Eg. right now it's 3 seconds for a default priority SCHED_BATCH task - while normal
tasks have 150 msec timeslices. For things like numeric calculations it's good to
have as long timeslices as possible, to minimize the effect of cache trashing. Eg.
on a sufficiently powerful CPU with a 2 MB L2 cache, the 'population time' of the
cache can be as high as 10 milliseconds. So if there are two numeric calculation
tasks that both fully utilize the L2 cache (in nonobvious patterns), and which context-switch
every 150 milliseconds, then they will waste 10 milliseconds on cache-rebuilding
in the first 6% of their timeslice. This shows up as a direct 6% slowdown of the
numeric calculation jobs. Now, if SCHED_BATCH is used, and each task has a 3000
milliseconds timeslice, then the cache-rebuild overhead can be at most 0.3% - a
far more acceptable number.
this is also one of the reasons why the default timeslice length got almost doubled
over the 2.4 scheduler's timeslice length (there it was 80 msecs). We cannot do
the same in the 2.4 scheduler because it has a weaker interactivity detection code,
which will make things like an X desktop appear 'sluggish' while eg. a compilation
job is running.
I think in the longer term we want to have a more abstract timeslice management
solution (something like the fairsched patch), which is more than possible with
the O(1) scheduler.
JA: How do JVMs trigger an inefficiency in the old scheduler?

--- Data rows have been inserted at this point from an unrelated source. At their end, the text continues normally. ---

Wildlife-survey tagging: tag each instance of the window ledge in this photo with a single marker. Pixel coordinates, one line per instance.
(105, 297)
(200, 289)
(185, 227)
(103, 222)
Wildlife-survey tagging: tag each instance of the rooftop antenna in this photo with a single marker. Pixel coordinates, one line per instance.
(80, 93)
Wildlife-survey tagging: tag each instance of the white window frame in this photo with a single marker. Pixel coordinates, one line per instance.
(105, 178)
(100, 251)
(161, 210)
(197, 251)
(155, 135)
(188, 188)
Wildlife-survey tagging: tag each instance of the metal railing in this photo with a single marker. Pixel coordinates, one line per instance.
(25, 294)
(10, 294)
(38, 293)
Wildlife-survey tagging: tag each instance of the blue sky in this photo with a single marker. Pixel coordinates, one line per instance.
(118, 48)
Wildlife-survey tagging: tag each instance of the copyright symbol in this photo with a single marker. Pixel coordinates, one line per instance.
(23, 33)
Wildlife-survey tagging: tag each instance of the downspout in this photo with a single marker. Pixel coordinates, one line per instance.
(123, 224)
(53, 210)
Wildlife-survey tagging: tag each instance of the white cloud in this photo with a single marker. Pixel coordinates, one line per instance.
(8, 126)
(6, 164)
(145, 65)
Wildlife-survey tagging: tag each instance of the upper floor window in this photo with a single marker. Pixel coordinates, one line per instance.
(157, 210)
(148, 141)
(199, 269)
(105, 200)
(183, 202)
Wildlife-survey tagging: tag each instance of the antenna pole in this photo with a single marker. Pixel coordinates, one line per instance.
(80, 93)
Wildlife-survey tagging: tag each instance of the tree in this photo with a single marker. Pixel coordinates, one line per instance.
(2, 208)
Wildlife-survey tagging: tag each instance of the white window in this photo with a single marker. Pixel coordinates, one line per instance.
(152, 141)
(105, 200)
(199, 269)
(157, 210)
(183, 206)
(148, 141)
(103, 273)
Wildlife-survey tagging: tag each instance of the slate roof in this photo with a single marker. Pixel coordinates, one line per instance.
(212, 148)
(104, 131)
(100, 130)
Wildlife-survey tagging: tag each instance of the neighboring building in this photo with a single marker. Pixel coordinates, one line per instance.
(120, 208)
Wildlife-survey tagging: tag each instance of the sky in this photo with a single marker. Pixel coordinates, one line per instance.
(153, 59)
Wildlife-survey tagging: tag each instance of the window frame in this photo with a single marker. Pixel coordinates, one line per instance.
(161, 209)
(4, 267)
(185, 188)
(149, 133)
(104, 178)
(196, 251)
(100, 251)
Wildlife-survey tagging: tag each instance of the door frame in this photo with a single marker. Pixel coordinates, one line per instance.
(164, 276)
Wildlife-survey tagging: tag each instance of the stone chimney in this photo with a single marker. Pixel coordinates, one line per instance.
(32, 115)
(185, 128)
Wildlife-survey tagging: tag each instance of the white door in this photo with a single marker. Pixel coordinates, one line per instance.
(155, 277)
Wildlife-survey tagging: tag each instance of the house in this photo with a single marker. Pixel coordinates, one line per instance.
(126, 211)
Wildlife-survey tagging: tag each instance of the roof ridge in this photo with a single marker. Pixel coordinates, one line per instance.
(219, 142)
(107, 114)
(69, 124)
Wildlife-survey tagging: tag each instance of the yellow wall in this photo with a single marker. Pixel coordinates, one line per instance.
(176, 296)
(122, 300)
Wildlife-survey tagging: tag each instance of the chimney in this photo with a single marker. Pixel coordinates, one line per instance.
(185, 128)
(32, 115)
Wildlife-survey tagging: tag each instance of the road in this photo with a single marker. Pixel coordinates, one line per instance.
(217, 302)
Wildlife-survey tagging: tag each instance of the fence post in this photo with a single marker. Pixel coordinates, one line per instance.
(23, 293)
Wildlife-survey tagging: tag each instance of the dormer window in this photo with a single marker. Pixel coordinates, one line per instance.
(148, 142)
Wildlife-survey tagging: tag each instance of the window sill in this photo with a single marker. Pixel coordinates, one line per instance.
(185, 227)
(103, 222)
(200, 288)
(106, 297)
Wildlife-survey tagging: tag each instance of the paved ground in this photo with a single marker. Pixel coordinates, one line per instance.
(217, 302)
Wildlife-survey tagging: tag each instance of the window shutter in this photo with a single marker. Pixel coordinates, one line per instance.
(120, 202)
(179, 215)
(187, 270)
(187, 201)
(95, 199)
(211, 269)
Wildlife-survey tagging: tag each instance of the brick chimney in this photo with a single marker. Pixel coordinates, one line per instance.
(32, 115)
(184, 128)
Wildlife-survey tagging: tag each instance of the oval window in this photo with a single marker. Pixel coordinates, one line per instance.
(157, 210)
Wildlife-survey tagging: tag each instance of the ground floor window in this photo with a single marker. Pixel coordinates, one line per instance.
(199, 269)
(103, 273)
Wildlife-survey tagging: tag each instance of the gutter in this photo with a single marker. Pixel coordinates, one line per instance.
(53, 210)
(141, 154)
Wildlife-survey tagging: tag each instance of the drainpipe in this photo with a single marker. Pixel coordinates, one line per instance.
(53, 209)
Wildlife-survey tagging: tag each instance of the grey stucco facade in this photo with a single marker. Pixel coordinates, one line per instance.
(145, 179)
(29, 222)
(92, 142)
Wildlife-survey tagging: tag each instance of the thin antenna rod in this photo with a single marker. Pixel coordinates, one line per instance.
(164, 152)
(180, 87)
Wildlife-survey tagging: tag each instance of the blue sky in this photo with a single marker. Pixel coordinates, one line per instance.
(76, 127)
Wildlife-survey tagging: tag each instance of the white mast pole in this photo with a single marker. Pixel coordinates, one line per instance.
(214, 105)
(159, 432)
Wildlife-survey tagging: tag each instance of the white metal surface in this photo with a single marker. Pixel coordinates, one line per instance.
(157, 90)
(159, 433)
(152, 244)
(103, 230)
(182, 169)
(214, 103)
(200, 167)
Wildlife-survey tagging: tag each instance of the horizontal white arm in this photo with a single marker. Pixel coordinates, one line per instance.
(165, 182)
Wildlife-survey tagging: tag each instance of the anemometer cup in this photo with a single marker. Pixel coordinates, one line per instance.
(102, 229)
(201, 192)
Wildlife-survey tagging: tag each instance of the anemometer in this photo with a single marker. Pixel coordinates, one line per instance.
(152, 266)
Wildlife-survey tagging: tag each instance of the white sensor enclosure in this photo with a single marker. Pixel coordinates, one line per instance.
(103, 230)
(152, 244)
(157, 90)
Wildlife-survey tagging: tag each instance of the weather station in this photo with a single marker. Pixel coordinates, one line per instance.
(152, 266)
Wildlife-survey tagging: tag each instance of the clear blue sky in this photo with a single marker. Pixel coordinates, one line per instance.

Ingo Molnar: the Java programming model prefers the use of many 'threads' - which
is a valid and popular application programming model. So JVMs under Linux tend to
be amongst the applications that use the most processes/threads, which are interacting
in complex ways. Schedulers usually have the most work to do when there are more
tasks in the systems, so JVMs tend to trigger scheduler inefficiencies sooner than
perhaps any other Linux application.
JA: Are you aware of any areas where your O(1) scheduler doesn't perform as well
as the 2.4 scheduler?
Ingo Molnar: not really, i tried to make sure we preserve all the good things from
the 2.4 scheduler. If anyone manages to identify such an area then please mail me
about it! :-)
well, there's one area where difference can be felt - nice levels (priorities) are
taken far more seriously in the new scheduler. So if one wants maximum X performance
even during heavy X load which makes X a "CPU hog", the X server should be reniced
to nice levels -10 or -15:
renice -15 -u root
the above command renices all currently existing root-owned processes to -15, this
includes admin shells and X as well, on most distributions. Some distributions that
added the O(1) scheduler to their kernel also set X's priority to -10 or -15 in
X's startup scripts - an obviously more robust solution.
similarly, audio playback code that uses up lots of CPU time (Ogg decoders for example)
should use nice level -20 to get the best audio latencies and no 'skipping' of soundtracks.
Most of the audio playback applications already support the use of RT priorities
for playback - nice level -20 under the O(1) scheduler is a far more secure solution.
(if a task with RT priority locks up then that can cause a lockup of the system.)
Obviously all of these operations are privileged, and can only be done as root.
JA: What are the scalability limitations of the O(1) scheduler?
Ingo Molnar: i'm afraid there are none currently - the runqueues are perfectly isolated.
The load-balancer is the only piece of code that has to look at the 'global' scheduling
picture, but even that code first tries to figure out whether it has work in a 'lock-less'
way, then does it go take the runqueue locks. And the load-balancer runs at a much
lower frequency than other pieces of the scheduler - the 'big' load balancer runs
every 250 msecs - which, in the kernel's timescale, is an eternity. The 'idle rebalancer'
runs every 1 millisecond on every idle CPU - but since it uses up idle time its
cost is essentially zero.
this property of the load-balancer also enables us to add more complex things like
support for NUMA cache hierarchies easily - it's not a performance or scalability-critical
piece of code. It can support everything from '16 isolated groups of 4 CPUs' or
'32 CPUs on a single chip' or any other future cache-hierarchy. This is the beauty
of the new multiprocessor scheduler, the handling of the cache hierarchy [ie. SMP
or NUMA or CCNUMA, etc.] is decoupled from the actual per-CPU scheduling, so (hopefully)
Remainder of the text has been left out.